Synopsis Blog

Clinical coding has never been the most exciting topic in healthcare. It’s unlikely to attract too many people as the after-dinner speech of choice.

Yet there’s a much more interesting truth. Coding isn’t an end in itself, but a means to the realisation of a health service that’s better for patients and more efficient for services themselves.

The ‘Systematized Nomenclature of Medicine Clinical Terms’, or SNOMED-CT, has been selected for use as the terminology within the NHS in England. Now in use in more than 50 countries around the world, it is the most comprehensive international terminology currently available and addresses many of the challenges of a modern and varied care environment. Coded information offers so many benefits to the health service that it’s impossible to ignore the argument. From effective clinical notation, through identification and tracking of patients for research, for quality and service management purposes and payment for activity, accurate coding provides the tools.

At the heart of this benefit is the concept that information must be portable and capable of being used for purposes other than those for which it was gathered. “Re-purposing”, to use the jargon. It’s an often heralded vision, but has proved elusive as a practical reality. Yet modern healthcare IT is closer than ever to realising the potential.

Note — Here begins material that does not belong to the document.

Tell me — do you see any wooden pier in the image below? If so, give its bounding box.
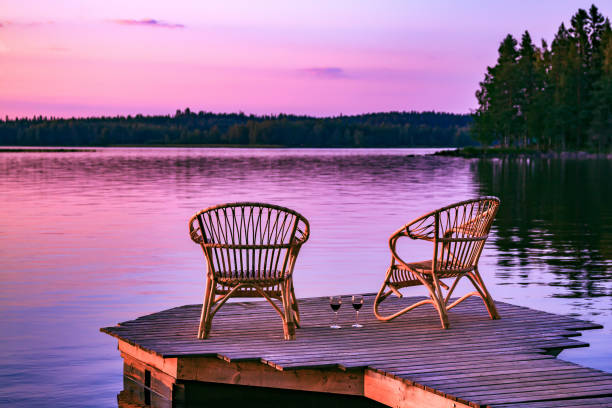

As we move to towards the vision of integrated care records with information following the patient, it is vital that software doesn’t impose limitations on the range of settings where patients may be treated. Information must be consistent and transferable within and across all the healthcare settings and capable of use in new and often combined ways.

Software vendors who implement coding standards within their products offer health services a better deal. Clinical information is captured, presented and stored consistently and accessibly and – most importantly – is no longer confined to the original software solution itself. Coded information can be re-used in a wide range of contexts, and combined with other (perhaps unrelated) data captured by other specialty systems.

Coding also offers another benefit to health services facing the realities of dwindling resources and challenging demographics. Data captured by modern coded IT not only provides benefits today, but it provides a platform for the future. Costly and laborious “data migration” exercises are greatly reduced or eliminated, and future software purchases can utilise the data with greater ease.

Whilst coding may never be the most engaging topic round the table, the benefits and value that good, coded, clinical software can offer are far more exciting.